Chi è il nemico?

Testo di Gigi Anataloni, direttore MC


Oggigiorno è facile imbattersi in qualcuno convinto che «l’Islam vuole distruggere il Cristianesimo e quindi bisogna tenere lontani i migranti che ne sono la testa di ponte». Espressioni come questa, scritte in modo meno educato, ricorrono con frequenza impressionante nei commenti sui social o nelle interviste Tv. Apparentemente sembrano dichiarare una seria preoccupazione per il futuro della nostra religione, in realtà rivelano un atteggiamento in aperto contrasto con la nostra fede.

Non voglio sottovalutare il pericolo e l’aggressività di un Islam radicale e fondamentalista, come quello promosso e finanziato da diversi paesi del Golfo, i quali continuano a essere sostenuti dall’attuale governo americano che pure ha tra i suoi sponsor le ali più integraliste e tradizionaliste del cristianesimo cattolico ed evangelico. Questo tipo di Islam, di cui l’Isis, Al Qaeda e altre organizzazioni fondamentaliste sono espressione, sta portando terrore e lutti in molte parti del globo, e non sono solo i cristiani a soffrirne, ma anche i musulmani stessi, oltre ai fedeli di altre religioni.

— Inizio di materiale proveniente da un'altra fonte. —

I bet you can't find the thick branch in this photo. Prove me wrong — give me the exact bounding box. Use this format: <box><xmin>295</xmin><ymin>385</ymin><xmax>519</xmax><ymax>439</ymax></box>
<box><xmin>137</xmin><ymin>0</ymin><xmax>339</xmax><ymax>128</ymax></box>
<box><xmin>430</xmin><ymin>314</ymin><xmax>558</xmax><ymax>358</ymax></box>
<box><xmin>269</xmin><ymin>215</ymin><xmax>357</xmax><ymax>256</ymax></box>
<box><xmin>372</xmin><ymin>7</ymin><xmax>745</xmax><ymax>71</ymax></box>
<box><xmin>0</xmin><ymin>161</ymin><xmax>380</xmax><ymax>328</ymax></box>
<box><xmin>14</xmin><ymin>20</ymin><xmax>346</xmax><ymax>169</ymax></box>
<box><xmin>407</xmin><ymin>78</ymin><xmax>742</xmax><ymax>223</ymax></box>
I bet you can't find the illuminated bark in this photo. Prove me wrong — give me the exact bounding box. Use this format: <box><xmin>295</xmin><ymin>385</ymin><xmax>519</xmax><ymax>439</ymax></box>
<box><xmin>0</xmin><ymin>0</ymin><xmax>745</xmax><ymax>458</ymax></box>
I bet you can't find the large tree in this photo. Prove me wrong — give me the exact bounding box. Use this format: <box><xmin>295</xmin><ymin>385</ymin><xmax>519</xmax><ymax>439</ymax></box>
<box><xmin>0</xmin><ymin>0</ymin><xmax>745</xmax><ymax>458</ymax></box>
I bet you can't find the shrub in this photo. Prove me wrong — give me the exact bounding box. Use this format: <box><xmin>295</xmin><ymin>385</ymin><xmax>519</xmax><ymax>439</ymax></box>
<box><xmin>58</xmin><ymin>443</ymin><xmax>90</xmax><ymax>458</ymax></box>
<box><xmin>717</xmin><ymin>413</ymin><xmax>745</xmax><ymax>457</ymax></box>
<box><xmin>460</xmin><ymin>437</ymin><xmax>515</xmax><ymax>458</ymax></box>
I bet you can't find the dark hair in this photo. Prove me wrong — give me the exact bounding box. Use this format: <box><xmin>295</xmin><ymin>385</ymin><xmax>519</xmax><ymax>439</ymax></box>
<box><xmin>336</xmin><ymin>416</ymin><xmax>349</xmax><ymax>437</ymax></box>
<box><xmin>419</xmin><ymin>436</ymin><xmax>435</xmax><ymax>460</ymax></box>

Sono anche ben cosciente che l’Islam si ritiene l’unica religione vera, ma condivide questa certezza con Ebraismo e Cristianesimo, che – pur in modi diversi – considerano Abramo come loro padre nella fede. Questa convinzione è stata abbondantemente usata nella storia come una liberatoria anche dai cristiani per giustificare guerre di religione e conquiste.

Tornando alla nostra Italia: secondo le statistiche dell’Istat, elaborate dall’Ismu, nel 2018 quasi il 58% degli oltre 5 milioni di immigrati in Italia sono cristiani e poco più del 28% sono musulmani.

Ovviamente non dobbiamo chiudere gli occhi di fronte al pericolo costituito dal fondamentalismo o dal terrorismo islamico (o di altre religioni e sette). Però dire che l’Islam vuole distruggerci come cristiani – e che quindi occorre difenderci con tutti i mezzi dai suoi fedeli invasori – rischia di essere non solo una fake news ma soprattutto un alibi alla crisi di fede in Europa e una scelta, quella dell’odio del nemico, che Gesù ha decisamente condannato sia col suo esempio personale che con le sue parole.

In realtà i primi nemici del Cristianesimo siamo proprio noi cristiani. Guardiamoci con oggettività. Analizziamo le nostre scelte quotidiane di vita, le priorità che abbiamo, l’uso del nostro tempo, l’immagine ideale che abbiamo di noi stessi, i sogni che trasmettiamo ai nostri figli. Forse, pur chiamandoci cristiani, in realtà siamo diventati degli idolatri e seguiamo molti dei. Al primo posto c’è il dio denaro e poi i suoi molti accoliti come il benessere, il successo, l’affermazione personale, il prestigio, il potere, il desiderio di eterna giovinezza, l’avere tutto senza fatica. Così la domenica non è più il giorno del Signore ma il weekend, al centro dei nostri interessi non c’è più la persona ma il profitto, la comunità è resa vana da indifferenza e individualismo, il lavoro diventa sfruttamento, il divertimento sostituisce allegria e felicità, il bullismo corrompe le relazioni di amicizia… In casa non si prega più insieme, ma neanche si mangia insieme e ci si parla poco: dominano la Tv sempre accesa, il computer e il cellulare. Chi ti considera se dici che vai a messa, che preghi, che fai servizio nella comunità, aiuti i poveri, hai cura dell’ambiente? Un’ora di messa la domenica è lunga e pizzosa, ma fare la coda per ore in autostrada per andare al mare e ai monti o davanti a un certo negozio per avere l’ultimo gadget tecnologico non fa problema. Fare allenamenti estenuanti per imparare uno sport o altre attività è un impegno necessario se si vuole essere qualcuno, stare bene o essere accettati, andare al catechismo con fedeltà e partecipazione per diventare una persona migliore è un peso. Poveretto poi uno che pensasse di diventare sacerdote o suora o missionario: deve rinunciare a tutto.

È fin troppo facile fare la lista degli atteggiamenti idolatrici che mettono in evidenza come siamo proprio noi i primi nemici della nostra stessa fede. Piangerci addosso non serve, neppure alimentare le paure. La strada è quella della conversione per dare una bella scossa alla nostra fede, per amare davvero il Dio Misericordioso e gli altri (tutti gli altri) e per porre la nostra speranza in ciò che
ci costruisce come uomini a immagine di Gesù.